Computing Mode: In computing mode, every two bits stored in the identical column can be selected and sensed simultaneously as depicted in Fig. 4a. Note that, the row decoders are modified to support multi-line enable function, through combining two single-line enable decoder with their outputs connected to OR gates. Then, the equivalent resistance of such parallelly connected SOT-MRAMs and their cascaded access transistors are compared with a specific reference by SA. Through selecting different reference resistances  $(EN_M, EN_{AND}, EN_{OR})$ , the SA can perform basic inmemory Boolean functions (i.e. AND and OR).

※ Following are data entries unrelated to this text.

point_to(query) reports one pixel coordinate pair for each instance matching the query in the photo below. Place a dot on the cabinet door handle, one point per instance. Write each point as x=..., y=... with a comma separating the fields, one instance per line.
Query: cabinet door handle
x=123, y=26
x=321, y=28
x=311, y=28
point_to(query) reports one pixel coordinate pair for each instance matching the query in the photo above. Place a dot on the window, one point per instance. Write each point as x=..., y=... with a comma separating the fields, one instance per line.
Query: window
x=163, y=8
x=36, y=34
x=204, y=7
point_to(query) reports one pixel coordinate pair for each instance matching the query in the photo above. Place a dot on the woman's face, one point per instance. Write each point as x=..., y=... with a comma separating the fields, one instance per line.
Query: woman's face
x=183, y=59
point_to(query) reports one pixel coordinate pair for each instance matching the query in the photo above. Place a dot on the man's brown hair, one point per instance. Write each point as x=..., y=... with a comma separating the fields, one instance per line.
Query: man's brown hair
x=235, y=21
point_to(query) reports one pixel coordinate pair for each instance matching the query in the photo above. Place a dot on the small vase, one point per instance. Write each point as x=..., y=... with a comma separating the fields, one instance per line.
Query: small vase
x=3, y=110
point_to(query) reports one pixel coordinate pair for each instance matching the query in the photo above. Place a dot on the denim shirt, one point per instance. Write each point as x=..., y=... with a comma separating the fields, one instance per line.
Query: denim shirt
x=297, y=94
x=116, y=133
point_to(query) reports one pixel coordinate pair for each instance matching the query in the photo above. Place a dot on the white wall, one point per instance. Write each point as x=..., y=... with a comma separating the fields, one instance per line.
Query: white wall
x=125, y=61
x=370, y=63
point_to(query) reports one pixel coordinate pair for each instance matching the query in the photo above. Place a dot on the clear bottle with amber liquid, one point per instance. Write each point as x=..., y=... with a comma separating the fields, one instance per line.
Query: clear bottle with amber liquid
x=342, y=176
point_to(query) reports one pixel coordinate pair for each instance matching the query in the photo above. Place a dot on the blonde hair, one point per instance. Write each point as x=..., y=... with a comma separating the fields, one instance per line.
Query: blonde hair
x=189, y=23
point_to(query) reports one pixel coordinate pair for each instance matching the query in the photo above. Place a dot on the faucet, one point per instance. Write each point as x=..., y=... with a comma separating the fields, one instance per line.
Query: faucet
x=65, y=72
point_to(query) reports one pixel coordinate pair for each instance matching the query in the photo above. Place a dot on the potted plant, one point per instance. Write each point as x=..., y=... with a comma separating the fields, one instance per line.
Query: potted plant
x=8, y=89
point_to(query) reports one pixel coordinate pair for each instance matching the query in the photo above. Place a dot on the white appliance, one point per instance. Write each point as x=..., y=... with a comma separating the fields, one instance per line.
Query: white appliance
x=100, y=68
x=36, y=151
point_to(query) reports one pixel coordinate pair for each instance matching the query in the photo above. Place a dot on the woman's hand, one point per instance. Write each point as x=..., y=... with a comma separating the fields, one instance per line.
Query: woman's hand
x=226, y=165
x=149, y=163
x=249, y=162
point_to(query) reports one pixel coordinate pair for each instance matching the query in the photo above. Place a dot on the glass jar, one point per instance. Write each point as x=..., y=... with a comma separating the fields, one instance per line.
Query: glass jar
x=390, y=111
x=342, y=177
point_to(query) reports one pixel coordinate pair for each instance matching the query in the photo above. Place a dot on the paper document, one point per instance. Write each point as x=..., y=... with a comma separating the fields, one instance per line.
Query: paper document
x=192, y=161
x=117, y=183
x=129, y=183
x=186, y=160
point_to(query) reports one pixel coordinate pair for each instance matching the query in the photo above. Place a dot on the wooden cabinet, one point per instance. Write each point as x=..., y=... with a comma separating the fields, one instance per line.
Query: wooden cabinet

For AND operation,  $R_{ref}$  is set at the midpoint of  $R_{AP}//R_P$  ('1', '0') and  $R_{AP}//R_{AP}$  ('1','1'). Thus only when both of the two selected SOT-MRAM bit-cells are in anti-parallel state (i.e. binary input: '1', '1'), the output is high, whereas output is low. Similarly, for OR operation,  $R_{ref}$  is set at the midpoint of  $R_P//R_P$ and  $R_P//R_{AP}$ . To validate the variation tolerance of sense circuit, we have performed Monte-Carlo simulation with 100000 trials. A  $\sigma = 5\%$  variation is added on the Resistance-Area product (RA<sub>P</sub>), and a  $\sigma = 10\%$  process variation is added on the TMR. The simulation result of sense voltage (Vsense) distributions in Fig. 4b shows the sense margin of in-memory computing. It will be reduced by increasing the logic fan-in (i.e.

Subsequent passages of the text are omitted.